After market close Thursday, the world's largest seller of optical fiber reported first-quarter earnings that topped estimates, but it also announced layoffs and predicted a 2001 profit ranging from 90 cents to $1 per share, down from its previous target of $1.20 to $1.30 per share.
Thursday's announcement marked the third time in three months that Corning has told analysts to cut forecasts. The job cuts will bring the company's total layoffs this year to 4,300 people.
The latest analyst consensus prediction called for a full-year profit of $1.16 per share, according to earnings tracking firm First Call.
Shares of Corning traded at $21.31 in after-hours activity on the Island ECN after the report. Corning fell 98 cents to $21 in Thursday's regular trading ahead of the news.
Corning, which also makes flat-panel displays and optical networking components, now sees second-quarter earnings ranging from 18 cents to 21 cents per share, on revenue of $1.8 billion to $1.9 billion. First Call consensus had predicted a profit of 28 cents per share, on revenue of $1.98 billion.
The past several months have seen virtually every major supplier to the optical networking industry warn of lower demand. JDS Uniphase, the biggest supplier of parts for optical networks, earlier this week slashed its quarterly expectations.
"In effect, we're seeing the same thing happening with Corning, with their Photonic Technologies unit," said Josephthal analyst Lawrence Harris.
First-quarter sales of Corning's Photonic Technologies division, which produces optical components, slid 32 percent sequentially, mainly because of lower demand for amplifiers used to boost network signals.
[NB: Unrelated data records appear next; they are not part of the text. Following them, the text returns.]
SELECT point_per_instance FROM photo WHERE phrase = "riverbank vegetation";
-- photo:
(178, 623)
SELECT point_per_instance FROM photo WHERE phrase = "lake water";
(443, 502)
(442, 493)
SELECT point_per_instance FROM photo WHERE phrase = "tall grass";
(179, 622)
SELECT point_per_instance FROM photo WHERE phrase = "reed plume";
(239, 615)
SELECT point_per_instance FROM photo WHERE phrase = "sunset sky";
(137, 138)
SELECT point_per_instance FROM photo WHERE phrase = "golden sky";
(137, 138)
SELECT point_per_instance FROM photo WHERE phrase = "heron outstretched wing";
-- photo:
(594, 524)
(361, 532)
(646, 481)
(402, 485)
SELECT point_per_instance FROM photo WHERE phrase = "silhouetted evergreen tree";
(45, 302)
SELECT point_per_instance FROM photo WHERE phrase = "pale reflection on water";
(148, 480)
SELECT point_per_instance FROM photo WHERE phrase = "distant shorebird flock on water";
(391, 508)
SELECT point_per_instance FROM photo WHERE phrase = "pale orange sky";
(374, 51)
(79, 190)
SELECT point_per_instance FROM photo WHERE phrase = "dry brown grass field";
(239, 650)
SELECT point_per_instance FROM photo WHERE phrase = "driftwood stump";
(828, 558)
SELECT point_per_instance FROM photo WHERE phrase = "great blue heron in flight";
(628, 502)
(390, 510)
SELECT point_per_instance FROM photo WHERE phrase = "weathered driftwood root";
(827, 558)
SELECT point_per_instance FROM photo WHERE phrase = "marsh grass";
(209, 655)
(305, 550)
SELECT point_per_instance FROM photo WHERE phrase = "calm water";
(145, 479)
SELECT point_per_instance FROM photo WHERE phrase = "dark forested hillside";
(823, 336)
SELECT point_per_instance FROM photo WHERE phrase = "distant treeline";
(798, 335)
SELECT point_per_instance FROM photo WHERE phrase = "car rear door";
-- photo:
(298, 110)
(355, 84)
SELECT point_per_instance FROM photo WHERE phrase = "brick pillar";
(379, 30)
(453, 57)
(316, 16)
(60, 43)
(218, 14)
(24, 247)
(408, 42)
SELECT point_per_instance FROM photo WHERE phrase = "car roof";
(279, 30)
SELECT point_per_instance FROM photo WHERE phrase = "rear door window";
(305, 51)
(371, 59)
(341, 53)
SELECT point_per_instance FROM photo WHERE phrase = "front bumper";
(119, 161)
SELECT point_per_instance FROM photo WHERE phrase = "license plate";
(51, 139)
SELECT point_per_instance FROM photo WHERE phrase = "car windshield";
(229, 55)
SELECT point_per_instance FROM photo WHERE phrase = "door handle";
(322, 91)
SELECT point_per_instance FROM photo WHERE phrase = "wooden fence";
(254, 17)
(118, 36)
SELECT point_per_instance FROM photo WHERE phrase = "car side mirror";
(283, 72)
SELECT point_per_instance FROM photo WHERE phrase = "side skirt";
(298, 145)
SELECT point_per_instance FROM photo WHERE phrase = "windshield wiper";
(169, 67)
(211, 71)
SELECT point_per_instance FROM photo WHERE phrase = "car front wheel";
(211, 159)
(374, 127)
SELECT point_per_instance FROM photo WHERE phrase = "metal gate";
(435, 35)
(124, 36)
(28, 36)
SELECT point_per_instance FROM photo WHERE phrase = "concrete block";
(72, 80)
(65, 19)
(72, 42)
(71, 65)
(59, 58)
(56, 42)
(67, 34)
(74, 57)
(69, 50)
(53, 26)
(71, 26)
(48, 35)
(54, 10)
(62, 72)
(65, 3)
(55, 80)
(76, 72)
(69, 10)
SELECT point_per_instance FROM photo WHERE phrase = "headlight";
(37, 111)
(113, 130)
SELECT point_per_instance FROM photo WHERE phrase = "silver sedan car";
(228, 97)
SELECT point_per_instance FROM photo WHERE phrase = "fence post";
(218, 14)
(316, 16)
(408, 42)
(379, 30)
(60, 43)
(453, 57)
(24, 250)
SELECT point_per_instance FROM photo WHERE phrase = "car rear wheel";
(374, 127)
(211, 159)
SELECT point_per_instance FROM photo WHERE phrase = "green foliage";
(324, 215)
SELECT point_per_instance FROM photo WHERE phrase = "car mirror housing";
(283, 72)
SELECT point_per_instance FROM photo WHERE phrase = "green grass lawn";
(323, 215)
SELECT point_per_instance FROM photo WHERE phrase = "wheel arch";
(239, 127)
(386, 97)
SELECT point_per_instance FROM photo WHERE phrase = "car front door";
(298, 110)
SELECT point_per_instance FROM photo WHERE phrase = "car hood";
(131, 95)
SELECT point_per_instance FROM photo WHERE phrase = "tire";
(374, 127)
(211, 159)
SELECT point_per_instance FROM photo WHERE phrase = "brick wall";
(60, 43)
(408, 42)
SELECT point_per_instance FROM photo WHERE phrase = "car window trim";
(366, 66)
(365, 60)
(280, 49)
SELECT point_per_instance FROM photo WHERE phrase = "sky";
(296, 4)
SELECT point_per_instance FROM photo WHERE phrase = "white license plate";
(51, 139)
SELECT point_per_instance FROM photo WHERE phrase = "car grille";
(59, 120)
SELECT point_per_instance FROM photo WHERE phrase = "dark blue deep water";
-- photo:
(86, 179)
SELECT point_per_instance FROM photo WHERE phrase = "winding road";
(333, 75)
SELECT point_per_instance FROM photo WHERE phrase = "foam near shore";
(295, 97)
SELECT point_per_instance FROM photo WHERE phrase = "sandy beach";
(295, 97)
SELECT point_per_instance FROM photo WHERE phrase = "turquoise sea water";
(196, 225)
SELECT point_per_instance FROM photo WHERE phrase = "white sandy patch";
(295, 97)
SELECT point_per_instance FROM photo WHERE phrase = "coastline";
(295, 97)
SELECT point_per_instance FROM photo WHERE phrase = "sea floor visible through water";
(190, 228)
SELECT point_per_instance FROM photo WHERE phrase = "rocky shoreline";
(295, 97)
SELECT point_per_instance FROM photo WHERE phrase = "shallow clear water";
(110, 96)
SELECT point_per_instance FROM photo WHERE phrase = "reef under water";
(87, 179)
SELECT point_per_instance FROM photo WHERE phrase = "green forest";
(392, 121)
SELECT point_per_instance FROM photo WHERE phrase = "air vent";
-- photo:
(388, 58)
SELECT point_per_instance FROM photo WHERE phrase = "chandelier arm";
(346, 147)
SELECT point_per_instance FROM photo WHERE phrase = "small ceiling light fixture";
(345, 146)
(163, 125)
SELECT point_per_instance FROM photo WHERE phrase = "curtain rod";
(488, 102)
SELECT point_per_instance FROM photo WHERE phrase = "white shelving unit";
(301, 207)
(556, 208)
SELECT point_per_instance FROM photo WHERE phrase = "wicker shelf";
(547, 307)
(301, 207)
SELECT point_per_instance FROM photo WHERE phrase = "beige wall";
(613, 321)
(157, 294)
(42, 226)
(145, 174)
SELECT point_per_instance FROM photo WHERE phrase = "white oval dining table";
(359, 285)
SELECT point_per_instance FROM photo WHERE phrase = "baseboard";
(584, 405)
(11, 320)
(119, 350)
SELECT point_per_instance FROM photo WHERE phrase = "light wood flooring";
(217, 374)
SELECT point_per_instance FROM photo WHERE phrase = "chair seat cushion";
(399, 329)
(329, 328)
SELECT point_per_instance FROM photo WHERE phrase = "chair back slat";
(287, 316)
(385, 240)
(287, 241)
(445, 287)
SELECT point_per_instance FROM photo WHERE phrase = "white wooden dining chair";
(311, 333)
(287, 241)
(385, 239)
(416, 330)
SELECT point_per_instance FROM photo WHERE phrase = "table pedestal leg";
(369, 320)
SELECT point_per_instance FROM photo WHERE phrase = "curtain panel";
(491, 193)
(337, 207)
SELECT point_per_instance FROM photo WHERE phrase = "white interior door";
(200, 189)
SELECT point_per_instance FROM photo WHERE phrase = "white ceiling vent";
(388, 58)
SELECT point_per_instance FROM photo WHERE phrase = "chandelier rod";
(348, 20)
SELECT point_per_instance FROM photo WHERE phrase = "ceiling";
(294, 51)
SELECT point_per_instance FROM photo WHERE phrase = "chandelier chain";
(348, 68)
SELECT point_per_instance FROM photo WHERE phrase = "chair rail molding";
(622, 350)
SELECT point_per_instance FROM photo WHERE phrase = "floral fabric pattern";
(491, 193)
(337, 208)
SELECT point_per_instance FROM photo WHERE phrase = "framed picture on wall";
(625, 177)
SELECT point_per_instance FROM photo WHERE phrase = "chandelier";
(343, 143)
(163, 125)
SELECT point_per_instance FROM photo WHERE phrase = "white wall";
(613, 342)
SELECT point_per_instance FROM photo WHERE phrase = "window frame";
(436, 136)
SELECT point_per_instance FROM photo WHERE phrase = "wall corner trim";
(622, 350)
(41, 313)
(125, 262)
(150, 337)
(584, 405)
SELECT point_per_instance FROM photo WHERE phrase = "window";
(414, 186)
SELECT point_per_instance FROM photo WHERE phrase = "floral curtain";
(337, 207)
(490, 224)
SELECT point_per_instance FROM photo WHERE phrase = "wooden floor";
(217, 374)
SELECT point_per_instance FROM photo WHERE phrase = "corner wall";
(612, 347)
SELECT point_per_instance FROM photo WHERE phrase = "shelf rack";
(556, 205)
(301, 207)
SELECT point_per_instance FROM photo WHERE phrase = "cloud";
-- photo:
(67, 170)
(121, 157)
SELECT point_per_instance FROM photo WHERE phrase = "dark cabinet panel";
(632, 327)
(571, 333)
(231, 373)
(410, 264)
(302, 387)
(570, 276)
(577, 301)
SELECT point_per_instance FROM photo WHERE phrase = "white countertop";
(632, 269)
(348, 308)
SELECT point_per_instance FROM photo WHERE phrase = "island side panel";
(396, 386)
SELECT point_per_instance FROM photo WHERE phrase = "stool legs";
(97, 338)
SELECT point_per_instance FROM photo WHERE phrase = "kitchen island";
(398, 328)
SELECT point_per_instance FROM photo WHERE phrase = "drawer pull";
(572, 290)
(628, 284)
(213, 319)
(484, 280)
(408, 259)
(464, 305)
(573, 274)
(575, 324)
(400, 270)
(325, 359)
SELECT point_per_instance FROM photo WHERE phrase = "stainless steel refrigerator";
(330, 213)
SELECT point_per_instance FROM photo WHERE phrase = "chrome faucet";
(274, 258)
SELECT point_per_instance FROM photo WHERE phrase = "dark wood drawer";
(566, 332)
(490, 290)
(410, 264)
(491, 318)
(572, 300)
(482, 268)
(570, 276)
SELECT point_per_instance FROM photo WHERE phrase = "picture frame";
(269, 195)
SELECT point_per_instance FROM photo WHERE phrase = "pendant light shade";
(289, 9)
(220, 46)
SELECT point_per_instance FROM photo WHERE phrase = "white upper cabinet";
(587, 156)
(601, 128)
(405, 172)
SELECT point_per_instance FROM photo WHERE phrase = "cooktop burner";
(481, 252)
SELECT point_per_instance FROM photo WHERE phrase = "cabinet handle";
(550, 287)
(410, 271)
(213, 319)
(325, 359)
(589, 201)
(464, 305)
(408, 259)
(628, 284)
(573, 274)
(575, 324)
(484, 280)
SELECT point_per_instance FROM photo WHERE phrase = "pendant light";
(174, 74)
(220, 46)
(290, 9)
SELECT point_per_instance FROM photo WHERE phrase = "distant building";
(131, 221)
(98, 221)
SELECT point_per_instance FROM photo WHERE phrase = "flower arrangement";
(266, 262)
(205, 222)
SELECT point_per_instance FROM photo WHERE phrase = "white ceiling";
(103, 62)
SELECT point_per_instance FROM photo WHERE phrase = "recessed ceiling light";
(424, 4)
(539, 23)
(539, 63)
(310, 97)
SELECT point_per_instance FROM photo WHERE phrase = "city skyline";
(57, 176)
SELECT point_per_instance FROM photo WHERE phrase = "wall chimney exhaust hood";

Corning now believes second-quarter revenue for Photonic Technologies will not grow year over year.
Trimming jobs, capital budget
Company executives unveiled plans to cut 1,000 jobs in the optical components business, bringing that division's total job cuts to about 2,500 for the year. Including the latest plans, Corning will have cut 4,300 jobs overall for the year. More layoffs are possible, said CEO John W. Loose.
The company also plans to cut its overall capital budget by 20 percent and lower inventory.
Like its peers, Corning suffers from the overall downturn in technology, Josephthal's Harris said.
"When you get to Corning's size, it's kind of tough to avoid the marketplace," he said. "They're doing the types of things they ought to be doing, but the technology portion of the U.S. economy is in a recession, and that's a simple fact."
Corning posted first-quarter net income of $277 million, or 29 cents per share, excluding goodwill write-downs. First Call consensus predicted a profit of 28 cents per share for Corning's first quarter, which ended March 31.
First-quarter revenue increased 42 percent year over year to $1.9 billion, roughly in line with First Call's projection.
Optical fiber volume rose 25 percent from the year-ago period. Flat-panel glass volume grew 20 percent, but revenue didn't grow because of the U.S. dollar's strength against the Japanese yen, the company said.
Revenue in 2001 will range between $7.8 billion and $8 billion, Corning said. Full-year revenue estimates for analysts surveyed by First Call averaged $8.27 billion.